Let us first calculate the number of perfect matchings. Given ${2n}$ vertices, we can pair the 1st vertex with ${2n-1}$ others with a single edge. Once the first edge is assigned, there are ${2n-2= 2(n-1)}$ vertices left that need to be paired. So

$\displaystyle K_{2n} = (2n-1) K_{2(n-1)} ~~. \ \ \ \ \ (6)$

We can iterate this recursion relation:

$\displaystyle \begin{array}{rcl} K_{2n}&=& (2n-1)(2(n-1)-1) (2(n-2)-1) \ldots (5)(3)K_{2} \\ &=& (2n-1)(2n-3)(2n-5)\ldots (1)\\ &=& (2n-1)!! ~~. \end{array}$

So this is why the double factorial appears in (1).

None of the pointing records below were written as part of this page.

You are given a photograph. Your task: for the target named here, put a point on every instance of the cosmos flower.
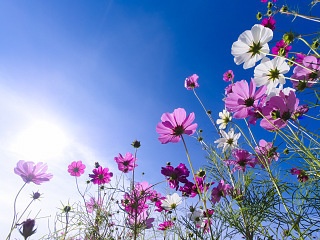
(228, 76)
(101, 175)
(173, 125)
(243, 98)
(76, 168)
(225, 118)
(242, 159)
(228, 140)
(278, 111)
(251, 46)
(191, 82)
(222, 190)
(270, 73)
(165, 225)
(126, 163)
(29, 172)
(171, 201)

To arrive at (2), we proceed to express the double factorial in terms of the standard factorial. First, notice that ${2^m m!}$ can be written as

$\displaystyle 2^m m! = (2m)(2m-2)\ldots 2 = (2m)!!, \ \ \ \ \ (7)$

so that

$\displaystyle (2m)!! = 2^m m! \ \ \ \ \ (8)$

For the double factorial with odd arguments ${2m - 1}$ we proceed as follows. Note that the double factorial contains either only odd or only even factors, which can can combine to obtain the standard factorial thus:

$\displaystyle n!= n!! (n-1)!! ~~. \ \ \ \ \ (9)$

This expression relates the double factorial of odd and even arguments. Let ${n=2m}$. Then the above gives us

$\displaystyle (2m-1)!! = {(2m)! \over (2m)!!} = {(2m)! \over 2^m m!} \ \ \ \ \ (10)$

from which follows (2).